As such, any patient that makes it onto the defined campus has “come to the hospital” and has triggered EMTALA.

Was Anyone Paying Attention?

I am willing to assume that the hospital did have a policy, but obviously it was not one on which they spent much training time for employees — maybe it was just this employee who missed the message. But, you may say, this person was not on the ED staff. It doesn’t matter.
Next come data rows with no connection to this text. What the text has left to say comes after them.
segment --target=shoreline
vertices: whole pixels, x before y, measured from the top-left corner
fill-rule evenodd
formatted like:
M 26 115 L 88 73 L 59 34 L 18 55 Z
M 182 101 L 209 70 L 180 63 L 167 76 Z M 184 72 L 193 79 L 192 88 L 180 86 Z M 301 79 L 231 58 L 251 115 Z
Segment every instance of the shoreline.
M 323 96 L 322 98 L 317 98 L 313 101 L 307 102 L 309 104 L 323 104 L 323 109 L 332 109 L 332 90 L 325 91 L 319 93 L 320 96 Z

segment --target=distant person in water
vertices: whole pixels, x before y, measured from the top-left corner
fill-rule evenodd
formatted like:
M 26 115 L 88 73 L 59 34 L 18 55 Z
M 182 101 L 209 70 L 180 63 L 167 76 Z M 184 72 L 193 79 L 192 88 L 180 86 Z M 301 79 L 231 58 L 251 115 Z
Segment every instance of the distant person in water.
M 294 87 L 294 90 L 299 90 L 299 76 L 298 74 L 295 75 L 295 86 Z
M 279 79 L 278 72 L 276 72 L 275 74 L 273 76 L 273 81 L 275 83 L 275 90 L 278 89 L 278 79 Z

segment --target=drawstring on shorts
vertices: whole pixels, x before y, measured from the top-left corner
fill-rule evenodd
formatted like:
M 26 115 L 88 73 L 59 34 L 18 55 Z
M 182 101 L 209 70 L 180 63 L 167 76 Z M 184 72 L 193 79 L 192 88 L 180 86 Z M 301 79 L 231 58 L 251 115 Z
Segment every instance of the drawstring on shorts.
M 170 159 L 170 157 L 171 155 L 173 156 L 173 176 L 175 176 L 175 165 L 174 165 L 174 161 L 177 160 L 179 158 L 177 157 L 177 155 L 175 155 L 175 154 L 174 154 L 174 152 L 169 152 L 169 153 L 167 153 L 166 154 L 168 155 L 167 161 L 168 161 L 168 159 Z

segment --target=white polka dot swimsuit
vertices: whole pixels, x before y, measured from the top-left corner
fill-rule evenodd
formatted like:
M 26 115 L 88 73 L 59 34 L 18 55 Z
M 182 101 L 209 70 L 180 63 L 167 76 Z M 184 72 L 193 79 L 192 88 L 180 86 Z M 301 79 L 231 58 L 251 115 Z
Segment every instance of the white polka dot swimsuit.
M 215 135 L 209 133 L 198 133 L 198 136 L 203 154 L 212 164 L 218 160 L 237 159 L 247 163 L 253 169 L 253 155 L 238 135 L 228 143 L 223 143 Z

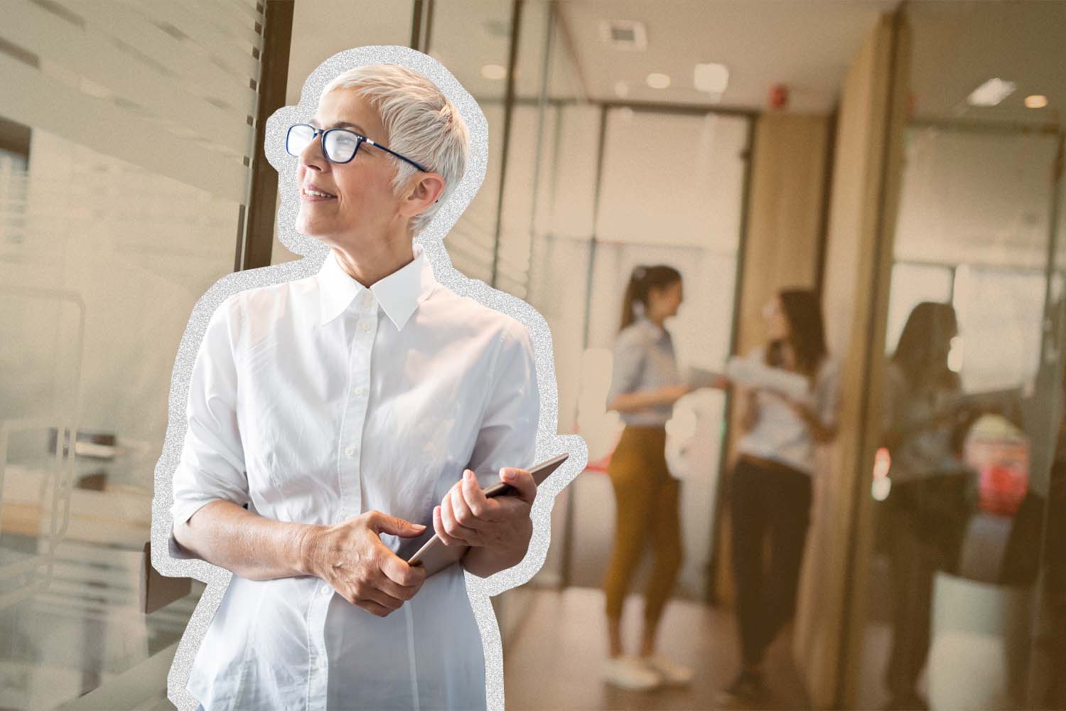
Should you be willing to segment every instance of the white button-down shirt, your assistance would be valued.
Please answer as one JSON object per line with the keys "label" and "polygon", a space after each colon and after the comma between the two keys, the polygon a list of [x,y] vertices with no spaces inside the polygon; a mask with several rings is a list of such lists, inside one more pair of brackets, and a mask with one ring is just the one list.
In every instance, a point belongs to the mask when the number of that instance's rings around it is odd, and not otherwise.
{"label": "white button-down shirt", "polygon": [[[333,524],[368,511],[433,533],[464,468],[482,485],[533,464],[533,349],[514,319],[438,284],[421,249],[369,289],[329,255],[318,275],[229,297],[193,369],[175,521],[224,499]],[[173,542],[172,554],[181,555]],[[189,691],[215,709],[477,709],[485,665],[463,569],[388,617],[317,578],[233,576]]]}

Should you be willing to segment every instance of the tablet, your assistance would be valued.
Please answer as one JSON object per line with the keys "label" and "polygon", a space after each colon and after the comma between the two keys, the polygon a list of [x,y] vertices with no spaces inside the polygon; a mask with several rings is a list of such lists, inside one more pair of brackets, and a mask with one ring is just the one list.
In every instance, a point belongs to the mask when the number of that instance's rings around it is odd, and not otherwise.
{"label": "tablet", "polygon": [[[569,458],[569,453],[563,453],[559,456],[554,456],[547,462],[542,462],[536,465],[529,472],[533,475],[533,481],[536,482],[537,486],[544,483],[544,480],[548,479],[548,475],[559,469],[560,465]],[[491,486],[484,489],[485,496],[488,498],[507,496],[513,494],[515,488],[510,484],[504,482],[497,482]],[[431,526],[432,529],[432,526]],[[425,545],[415,551],[415,554],[407,559],[407,563],[410,565],[420,565],[425,568],[426,577],[432,576],[435,572],[443,570],[452,563],[457,563],[464,553],[467,552],[469,546],[446,546],[437,534],[433,534],[433,537],[425,542]]]}

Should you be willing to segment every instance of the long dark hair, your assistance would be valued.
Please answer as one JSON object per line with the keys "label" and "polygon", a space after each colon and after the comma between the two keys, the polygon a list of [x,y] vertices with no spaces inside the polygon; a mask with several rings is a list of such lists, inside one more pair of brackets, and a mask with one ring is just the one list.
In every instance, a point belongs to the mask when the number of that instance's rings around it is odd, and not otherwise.
{"label": "long dark hair", "polygon": [[[792,346],[796,370],[811,376],[818,371],[828,350],[825,348],[825,324],[818,295],[809,289],[781,289],[777,298],[789,322],[788,344]],[[766,349],[766,365],[781,367],[782,340],[771,341]]]}
{"label": "long dark hair", "polygon": [[636,312],[633,305],[640,302],[644,310],[648,308],[648,294],[651,289],[663,289],[681,280],[681,273],[673,266],[666,264],[655,264],[652,266],[634,266],[633,273],[629,275],[629,284],[626,286],[626,295],[621,298],[621,330],[636,320]]}
{"label": "long dark hair", "polygon": [[951,304],[922,302],[916,306],[900,334],[892,362],[915,387],[957,387],[958,375],[948,368],[948,345],[958,333]]}

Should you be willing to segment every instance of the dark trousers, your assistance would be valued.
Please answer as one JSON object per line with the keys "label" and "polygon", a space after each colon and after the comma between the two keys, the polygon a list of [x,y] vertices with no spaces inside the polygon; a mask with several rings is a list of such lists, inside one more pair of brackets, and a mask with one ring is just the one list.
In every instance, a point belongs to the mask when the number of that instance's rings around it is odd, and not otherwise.
{"label": "dark trousers", "polygon": [[755,666],[795,613],[811,482],[791,467],[741,455],[730,490],[741,653]]}
{"label": "dark trousers", "polygon": [[885,682],[893,696],[907,698],[928,657],[934,576],[958,566],[969,515],[967,475],[894,482],[885,503],[893,608]]}

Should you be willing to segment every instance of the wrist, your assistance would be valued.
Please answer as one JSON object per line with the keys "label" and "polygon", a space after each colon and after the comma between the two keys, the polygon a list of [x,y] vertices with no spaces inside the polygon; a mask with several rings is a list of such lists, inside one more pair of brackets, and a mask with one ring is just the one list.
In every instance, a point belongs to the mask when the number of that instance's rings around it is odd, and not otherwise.
{"label": "wrist", "polygon": [[296,533],[296,570],[304,576],[318,575],[319,551],[321,550],[322,534],[324,526],[306,524],[302,526]]}

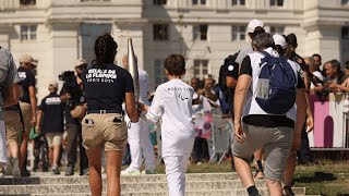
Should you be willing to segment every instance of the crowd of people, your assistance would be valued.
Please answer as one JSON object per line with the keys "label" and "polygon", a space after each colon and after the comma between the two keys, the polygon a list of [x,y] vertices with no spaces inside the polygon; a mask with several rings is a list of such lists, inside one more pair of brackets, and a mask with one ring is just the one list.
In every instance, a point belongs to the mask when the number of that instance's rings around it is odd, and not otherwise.
{"label": "crowd of people", "polygon": [[[313,161],[308,133],[314,118],[306,94],[323,99],[328,93],[349,93],[349,61],[342,71],[338,60],[322,64],[321,54],[302,58],[296,52],[294,34],[270,35],[258,20],[252,20],[246,29],[251,44],[224,60],[217,82],[213,75],[183,82],[184,58],[168,56],[164,68],[168,82],[156,88],[152,100],[144,70],[139,70],[140,97],[135,99],[129,57],[123,57],[123,68],[115,64],[118,45],[110,34],[97,38],[96,59],[89,66],[79,59],[73,65],[75,73],[60,75],[61,90],[57,82],[49,83],[49,94],[38,107],[32,72],[37,62],[23,54],[16,69],[11,53],[0,48],[0,66],[5,72],[0,75],[0,175],[31,176],[27,145],[31,135],[38,134],[33,142],[37,159],[34,170],[38,160],[46,161],[38,142],[44,138],[47,164],[53,174],[60,174],[65,140],[64,175],[74,174],[80,149],[80,174],[89,175],[92,194],[101,195],[105,169],[107,193],[118,195],[120,175],[156,173],[149,124],[160,120],[169,195],[181,196],[188,161],[202,164],[210,158],[209,114],[219,110],[219,114],[231,117],[232,167],[249,195],[260,195],[254,179],[265,179],[270,195],[293,195],[297,162]],[[131,162],[121,171],[125,151]],[[143,157],[145,170],[141,171]]]}

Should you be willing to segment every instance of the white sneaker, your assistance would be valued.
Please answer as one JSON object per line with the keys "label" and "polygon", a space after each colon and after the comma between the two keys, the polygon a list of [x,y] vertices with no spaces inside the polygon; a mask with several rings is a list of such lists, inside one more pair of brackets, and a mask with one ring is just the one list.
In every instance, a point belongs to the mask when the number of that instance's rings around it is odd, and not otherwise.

Any hospital employee can violate EMTALA and put the hospital at risk. EMTALA does not require that anyone commit a violation intentionally — well meaning folks trying to “help” have gotten as many hospitals cited as evil-doers.

What makes this case worthy of this much mention is how poorly the hospital handled the situation once it became aware of it. Risk management should have been all over the case the minute the hospital got the initial complaint about the unnecessary ambulance bill from their front door to their back door. I am surmising here, however, that whatever department got the complaint did not deem it important enough to pass along to risk management. Someone buried this or someone higher up ignored it, either way, it was a bad move.
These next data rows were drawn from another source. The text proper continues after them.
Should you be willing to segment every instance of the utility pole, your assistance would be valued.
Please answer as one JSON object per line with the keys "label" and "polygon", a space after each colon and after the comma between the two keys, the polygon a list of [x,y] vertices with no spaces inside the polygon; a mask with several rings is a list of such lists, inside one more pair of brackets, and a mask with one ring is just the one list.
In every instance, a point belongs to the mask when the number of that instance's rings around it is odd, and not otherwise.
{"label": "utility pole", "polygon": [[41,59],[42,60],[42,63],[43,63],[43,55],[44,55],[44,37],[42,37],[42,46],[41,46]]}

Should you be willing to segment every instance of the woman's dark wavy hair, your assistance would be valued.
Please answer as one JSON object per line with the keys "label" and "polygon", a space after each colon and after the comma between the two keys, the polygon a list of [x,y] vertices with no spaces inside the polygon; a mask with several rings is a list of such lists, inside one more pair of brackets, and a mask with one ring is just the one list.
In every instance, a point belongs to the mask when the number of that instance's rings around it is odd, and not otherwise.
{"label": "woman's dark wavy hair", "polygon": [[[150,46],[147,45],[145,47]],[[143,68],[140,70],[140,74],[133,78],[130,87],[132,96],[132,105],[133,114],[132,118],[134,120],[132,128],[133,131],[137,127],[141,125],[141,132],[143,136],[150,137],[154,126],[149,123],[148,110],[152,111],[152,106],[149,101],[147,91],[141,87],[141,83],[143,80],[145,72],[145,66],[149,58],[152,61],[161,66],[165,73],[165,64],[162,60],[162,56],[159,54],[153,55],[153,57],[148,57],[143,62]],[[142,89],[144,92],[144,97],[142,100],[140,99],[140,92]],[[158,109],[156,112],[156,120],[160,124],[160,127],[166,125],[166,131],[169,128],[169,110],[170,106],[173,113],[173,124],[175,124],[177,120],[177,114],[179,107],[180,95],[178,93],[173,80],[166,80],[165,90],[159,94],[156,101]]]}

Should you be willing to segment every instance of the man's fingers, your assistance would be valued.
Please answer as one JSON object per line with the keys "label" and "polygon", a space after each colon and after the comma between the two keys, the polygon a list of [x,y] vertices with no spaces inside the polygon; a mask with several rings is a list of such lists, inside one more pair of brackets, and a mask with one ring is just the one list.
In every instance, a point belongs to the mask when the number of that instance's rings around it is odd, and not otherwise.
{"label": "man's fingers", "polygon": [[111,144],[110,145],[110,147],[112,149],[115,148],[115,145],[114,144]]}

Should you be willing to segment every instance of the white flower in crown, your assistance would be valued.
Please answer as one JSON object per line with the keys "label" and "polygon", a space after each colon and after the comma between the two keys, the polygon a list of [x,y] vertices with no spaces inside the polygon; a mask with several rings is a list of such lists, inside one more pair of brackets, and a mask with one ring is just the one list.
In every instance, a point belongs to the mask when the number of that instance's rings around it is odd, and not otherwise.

The thing that escalated this to a major public relations bomb was the bill collection notice from the EMS system. The image of the hospital — its name appears repeatedly in the Tribune story — has taken a big hit so far, and you can bet the Tribune will have several follow-up stories as the dispute evolves. In the mean time, CMS will undoubtedly get wind of this and be forced to launch its own investigation with the high probability of a site visit, full scale EMTALA case files review, and ultimately several citations requiring an extensive plan of correction. Obviously, training of all hospital personnel will be a big element in the plan of correction. For a hospital of this size, plans of correction often involve $175,000 – $350,000 in preparation and implementation expense, and the threat of at least a $50,000 OIG fine.

My Real Concern

You will note that I am assuming that the violation occurred — otherwise, I would not expect that there would be an ambulance bill in dispute for transport from the front door to the back door of the hospital. If CMS gets involved, the hospital better hope that they don’t find any similar calls on the logs of the local EMS system, or the price tag would be pretty staggering.
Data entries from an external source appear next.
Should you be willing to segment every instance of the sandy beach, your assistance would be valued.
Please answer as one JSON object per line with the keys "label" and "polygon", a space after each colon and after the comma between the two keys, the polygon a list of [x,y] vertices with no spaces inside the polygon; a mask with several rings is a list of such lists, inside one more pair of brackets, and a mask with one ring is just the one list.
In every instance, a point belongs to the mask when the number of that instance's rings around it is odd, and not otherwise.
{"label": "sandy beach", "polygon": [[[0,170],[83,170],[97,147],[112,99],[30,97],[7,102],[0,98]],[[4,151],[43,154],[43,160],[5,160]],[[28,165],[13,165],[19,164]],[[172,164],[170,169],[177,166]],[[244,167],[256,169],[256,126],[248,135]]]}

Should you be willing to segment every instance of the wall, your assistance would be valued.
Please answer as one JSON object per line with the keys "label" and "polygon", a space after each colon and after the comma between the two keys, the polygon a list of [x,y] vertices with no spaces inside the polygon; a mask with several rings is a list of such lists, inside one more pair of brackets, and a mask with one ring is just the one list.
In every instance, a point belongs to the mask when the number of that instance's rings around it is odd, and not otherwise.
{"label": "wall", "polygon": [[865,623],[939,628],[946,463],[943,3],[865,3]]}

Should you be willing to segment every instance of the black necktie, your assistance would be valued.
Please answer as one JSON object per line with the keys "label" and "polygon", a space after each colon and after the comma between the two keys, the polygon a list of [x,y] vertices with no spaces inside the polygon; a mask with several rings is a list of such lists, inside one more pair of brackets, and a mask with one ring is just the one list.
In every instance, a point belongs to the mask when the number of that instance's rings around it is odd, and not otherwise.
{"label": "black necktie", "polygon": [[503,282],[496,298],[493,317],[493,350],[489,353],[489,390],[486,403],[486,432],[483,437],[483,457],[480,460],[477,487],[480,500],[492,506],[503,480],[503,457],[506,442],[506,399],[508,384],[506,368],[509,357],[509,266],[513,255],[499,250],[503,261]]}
Screw ups like this happen and one of my risk management sayings for EMTALA is “God save us from helpful employees..” The thing that is really frightening is the hospital apparently was blissfully unconcerned and failed to take action when it learned of the incident. Working out the bill with the local EMS system or paying it would have been a lot cheaper and prudent than letting the dirty laundry become a major story in the Chicago Tribune. They could have also done an in-house correction plan that would be much less expensive and would not have involved the press or CMS.

Now, I don’t know what happened internally, and that might make the hospital actions seem more reasonable, but the news version makes a well-known hospital with a good reputation look really bad. And CMS doesn’t really care why it happened. They just cite violations and demand that it gets fixed.

A word to the wise…

1 thought on “Possible Stroke Victim Alleges Hospital Did Not Help — Is This An EMTALA Violation?”

  1. our hospital lost $14 million some years back; a man who had just left the ED after workup collapsed in the parking lot. security guard did not call ED but told wife she had to call 911. finally someone notified ED, patient was in remote parking lot, got to ED and was resuscitated left with severe cognitive and functional deficits. plaintiff’s lawyer sent 15 minute docudrama that rivaled any network production, asked for settlement and received it. this was before the Chicago incident; no EMTALA proceedings occurred but it flows nicely with your article. common sense is not natural to everyone.